Bootstrap sampling | Bootstrap sampling in machine learning

Contents

Introduction

Have you ever struggled to improve your rank at a machine learning hackathon in DataHack o Kaggle? You've tried all your favorite tricks and techniques, but your score refuses to budge. I was there and it is quite a frustrating experience!

This is especially relevant during your first days in this field.. We tend to use familiar techniques that we have learned, like linear regression, logistic regression, etc. (depending on the problem statement).

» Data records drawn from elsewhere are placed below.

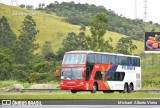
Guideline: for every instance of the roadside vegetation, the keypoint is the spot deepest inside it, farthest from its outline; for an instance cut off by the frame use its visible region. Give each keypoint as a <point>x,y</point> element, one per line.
<point>81,95</point>
<point>32,47</point>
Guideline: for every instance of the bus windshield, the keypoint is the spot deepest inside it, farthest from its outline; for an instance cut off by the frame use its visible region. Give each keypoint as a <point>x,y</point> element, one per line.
<point>71,73</point>
<point>74,59</point>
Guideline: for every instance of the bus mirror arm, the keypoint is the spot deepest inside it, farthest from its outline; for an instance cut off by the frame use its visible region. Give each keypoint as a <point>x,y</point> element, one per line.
<point>57,72</point>
<point>83,73</point>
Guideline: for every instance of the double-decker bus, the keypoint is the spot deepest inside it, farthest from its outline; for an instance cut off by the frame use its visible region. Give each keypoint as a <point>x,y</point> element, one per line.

And then comes Bootstrap Sampling. It's a powerful concept that propelled my rank into the upper echelons of these hackathon leaderboards.. And it was quite a learning experience!!

bootstrap-3838795

Bootstrap sampling is a technique that I feel like every data scientist, aspiring or established, You must learn.

Then, in this article, we will learn everything you need to know about boot sampling. What is it, because it is necessary, how it works and where it fits into the picture of machine learning. We will also implement bootstrap sampling in Python.

What is Bootstrap sampling?

Here is a formal definition of Bootstrap Sampling:

In statistics, Bootstrap Sampling is a method that involves the extraction of sample data repeatedly with replacement of a data source to estimate a population parameter.

Waiting, that's too complex. Let's analyze and understand the key terms:

  • Sampling: Regarding statistics, sampling is the process of selecting a subset of items from a wide collection of items (population) to estimate a certain characteristic of the entire population.
  • Sampling with replacement: It means that a data point in a drawn sample may also reappear in future drawn samples.
  • Parameter estimation: It is a method of estimating parameters for the population using samples. A parameter is a measurable characteristic associated with a population. For instance, the average height of residents in a city, red blood cell count, etc.

With that knowledge, go ahead and re-read the definition above. It will make a lot more sense now!

Why do we need Bootstrap sampling?

This is a fundamental question that I have seen machine learning enthusiasts grapple with.. What's the point of Bootstrap Sampling? Where can you use it? Let me take an example to explain this.

Let's say we want to find the mean height of all students in a school (which has a total population of 1000). Then, How can we perform this task?

One method is to measure the height of all students and then calculate the average height. I have illustrated this process below:

img_1-1-7953286

But nevertheless, this would be a tedious task. Just think about it, we would have to individually measure the heights of 1,000 students and then calculate the mean height. It will take days! We need a smarter approach here.

This is where Bootstrap Sampling comes in..

Instead of measuring the heights of all the students, we can draw a random sample of 5 students and measure their heights. We would repeat this process 20 times and then we would average the height data collected from 100 students (5 x 20). This average height would be an estimate of the average height of all students in the school.

Pretty straightforward, truth? This is the basic idea of ​​Bootstrap Sampling.

img_2-1-8912401

Therefore, when we have to estimate a parameter of a large population, we can take the help of Bootstrap Sampling.

Muestreo Bootstrap en Machine Learning

Bootstrap sampling is used in a machine learning ensemble algorithm called bootstrap aggregation (also called packaging). Helps prevent overfitting and improves stability of machine learning algorithms.

In the bagging, a certain number of subsets of the same size are extracted from a data set with replacement. Later, a machine learning algorithm is applied to each of these subsets and the outputs are assembled as illustrated below:

bagging-9992005

You can read and know more about co-learning here:

Implement Bootstrap Sampling in Python

Time to put our learning to the test and implement the Bootstrap Sampling concept in Python.

In this section, we will try to estimate the population mean with the help of bootstrap sampling. Let's import the necessary libraries:

Then, we will create a distribution (population) gaussiana de 10,000 elements with the population mean of 500:

Production: 500.00889503613934

Now, we will extract 40 size samples 5 of the distribution (population) and we will calculate the mean for each sample:

Let's check the average of the mean values ​​of the 40 samples:

np.mean(sample_mean)

Production: 500.024133172629

It turns out to be quite close to the population mean!! This is why Bootstrap Sampling is such a useful technique in statistics and machine learning..

Summarizing what we have learned

In this article, we learned about the usefulness of Bootstrap Sampling in statistics and machine learning. We also implement it in Python and verify its effectiveness.

Here are some of the key benefits of bootstrapping:

  • The parameter estimated by bootstrap sampling is comparable to the real population parameter
  • Since we only need some samples for startup, calculation requirement is much lower
  • A Random Forest, the bootstrap sample size of even the 20% gives pretty good performance as shown below:

rf-6123404

Model performance peaks when the data provided is less than 0,2 fraction of the original data set.

Subscribe to our Newsletter

We will not send you SPAM mail. We hate it as much as you.